Jennifer Beggs’s Somewhat Famous Salisbury Steak and Gravy (mushrooms optional)


Salisbury steak is such a nostalgic comfort food! I’ve created a moister, thicker version of Salisbury steak patty of my childhood memories. This is a meal that has stayed in the menu rotation and is a favorite of the little ones who have never heard of TV dinners!

Cooking  Time

20-25 minutes

Preparation Time

10-15 minutes

Servings

4-6 patties, although I like the results of the thicker patties (4)

Equipment

  • 2-quart saucepan
  • 10-12 inch sauté pan with lid
  • Chef’s knife
  • 2-cup measuring cup
  • Immersion blender (stick blender)

Ingredients

FOR GRAVY:

It’s best if you start the gravy first, because you’ll be adding it to the pan with the patties after the patties are close to being done.

  • ½ stick of unsalted butter (4T)
  • 3 cups of beef stock or stock from bouillon
  • 1 cup chopped onion
  • (1/2  – 1 cup Sliced mushrooms, if whoever will be eating this likes mushrooms)
  • 2 tsp coarse ground or fresh ground black pepper
  • 2 tsp garlic powder
  • ½ cup all-purpose flour made into a slurry (lump-free paste) with ¾ cup water
  • 2 capfuls (about half a tablespoon) of Kitchen Bouquet Browning and Seasoning Sauce
  • Only add 1.5 teaspoons of salt if you used fresh beef stock that needs salt. Bouillon is salty.

FOR SALISBURY STEAK

  • 1-pound ground beef (80/15 or 80/10 but nothing leaner)
  • ½ cup finely chopped onion
  • 2 eggs
  • 2 Tablespoons milk
  • 1 cup plain breadcrumbs (4 slices of sandwich bread, if you’re making your own in a food processor)
  • 2 Tablespoon Beggs Bold Blends Burger & Steak Seasoning

Directions

Gravy

  1. Place the saucepan on medium heat.
  2. Add butter and onions
  3. Sauté until the onions are very tender
  4. Add beef stock
  5. Slowly add the flour slurry, stirring until it is fully mixed with the stock
  6. Add pepper and garlic and Kitchen Bouquet
  7. Use immersion blender to puree the onions within the gravy, if you need to hide onions from people who don’t like the texture of cooked onions
  8. Stir every minute or so until the gravy is thickened
  9. Taste and consider adding salt.
  10. Once the Salisbury Steak Patties have been flipped once and have cooked covered for about 7 minutes, pour the gravy into the pan with the patties, adding it to whatever water and fat has been released from the patties.
  11. Turn the heat to low and simmer another 10 minutes or so.

for Salisbury Steak:

Mix all ingredients thoroughly in a large mixing bowl. I think you should use your hands to really get in there and get these ingredients completely combined!

  1. Form oblong shaped patties.
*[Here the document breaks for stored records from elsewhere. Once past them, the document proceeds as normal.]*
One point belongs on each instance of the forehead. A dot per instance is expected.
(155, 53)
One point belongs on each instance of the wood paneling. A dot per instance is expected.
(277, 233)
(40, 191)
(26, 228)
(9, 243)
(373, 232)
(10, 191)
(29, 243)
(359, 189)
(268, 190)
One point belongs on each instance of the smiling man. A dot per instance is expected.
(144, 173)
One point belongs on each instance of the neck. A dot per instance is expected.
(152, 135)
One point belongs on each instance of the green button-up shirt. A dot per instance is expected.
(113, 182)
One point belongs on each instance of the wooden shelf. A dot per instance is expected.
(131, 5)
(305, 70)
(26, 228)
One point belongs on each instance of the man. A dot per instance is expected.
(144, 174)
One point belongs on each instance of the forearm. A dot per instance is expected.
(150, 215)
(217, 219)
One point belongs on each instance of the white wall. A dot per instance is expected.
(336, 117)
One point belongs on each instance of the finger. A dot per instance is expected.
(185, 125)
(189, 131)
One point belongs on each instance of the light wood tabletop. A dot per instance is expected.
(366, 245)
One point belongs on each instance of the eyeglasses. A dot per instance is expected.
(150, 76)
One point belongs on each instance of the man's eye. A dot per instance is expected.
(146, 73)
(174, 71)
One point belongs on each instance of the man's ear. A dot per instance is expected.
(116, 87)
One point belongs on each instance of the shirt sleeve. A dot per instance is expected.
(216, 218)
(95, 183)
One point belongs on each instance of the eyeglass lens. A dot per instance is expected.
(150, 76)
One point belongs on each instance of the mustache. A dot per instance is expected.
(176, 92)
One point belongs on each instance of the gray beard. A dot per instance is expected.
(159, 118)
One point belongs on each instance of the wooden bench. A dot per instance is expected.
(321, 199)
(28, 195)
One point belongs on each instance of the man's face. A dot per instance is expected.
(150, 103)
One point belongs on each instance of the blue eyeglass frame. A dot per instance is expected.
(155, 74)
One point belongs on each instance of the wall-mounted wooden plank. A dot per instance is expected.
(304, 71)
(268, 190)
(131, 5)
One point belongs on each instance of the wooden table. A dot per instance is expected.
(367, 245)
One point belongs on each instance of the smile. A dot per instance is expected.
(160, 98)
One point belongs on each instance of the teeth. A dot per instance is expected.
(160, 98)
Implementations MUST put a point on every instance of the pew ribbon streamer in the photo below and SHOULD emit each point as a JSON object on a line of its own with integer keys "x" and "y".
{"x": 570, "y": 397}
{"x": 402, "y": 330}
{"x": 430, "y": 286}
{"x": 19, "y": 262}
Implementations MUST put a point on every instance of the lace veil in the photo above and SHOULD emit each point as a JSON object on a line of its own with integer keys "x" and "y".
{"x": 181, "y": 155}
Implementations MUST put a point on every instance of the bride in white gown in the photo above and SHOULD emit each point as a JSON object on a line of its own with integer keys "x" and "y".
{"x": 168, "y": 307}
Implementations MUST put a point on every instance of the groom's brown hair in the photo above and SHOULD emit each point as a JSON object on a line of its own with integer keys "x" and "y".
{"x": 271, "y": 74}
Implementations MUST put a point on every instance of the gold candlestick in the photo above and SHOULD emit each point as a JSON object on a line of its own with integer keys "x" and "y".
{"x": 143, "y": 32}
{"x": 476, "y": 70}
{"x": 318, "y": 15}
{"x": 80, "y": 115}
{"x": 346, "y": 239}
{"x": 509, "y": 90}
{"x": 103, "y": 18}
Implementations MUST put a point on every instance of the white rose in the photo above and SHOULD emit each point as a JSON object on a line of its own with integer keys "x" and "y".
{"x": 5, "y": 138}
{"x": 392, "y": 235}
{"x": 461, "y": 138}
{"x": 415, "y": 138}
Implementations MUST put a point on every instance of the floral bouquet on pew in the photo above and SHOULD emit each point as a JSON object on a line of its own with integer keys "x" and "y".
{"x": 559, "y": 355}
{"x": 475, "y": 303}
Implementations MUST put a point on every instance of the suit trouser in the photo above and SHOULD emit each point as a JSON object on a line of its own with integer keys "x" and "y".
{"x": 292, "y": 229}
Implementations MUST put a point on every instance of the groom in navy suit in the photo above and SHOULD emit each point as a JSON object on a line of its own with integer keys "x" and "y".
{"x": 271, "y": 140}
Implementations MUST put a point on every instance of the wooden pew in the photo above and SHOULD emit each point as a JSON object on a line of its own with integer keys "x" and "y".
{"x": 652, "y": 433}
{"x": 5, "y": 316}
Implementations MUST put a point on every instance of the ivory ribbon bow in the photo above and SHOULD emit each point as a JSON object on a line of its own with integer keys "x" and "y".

I usually make 4 patties from a pound of ground beef. You may wish to make your patties thinner and perhaps make 6.
  2. Cook patties on Medium High Heat in a skillet with a lid and turn when the bottom side is a medium to dark brown.
  3. After the patties have been flipped and have cooked about 7 minutes, add all the gravy, replace the lid, and simmer about 10 minutes.

Beef patties need to be cooked to an internal temperature of 165F.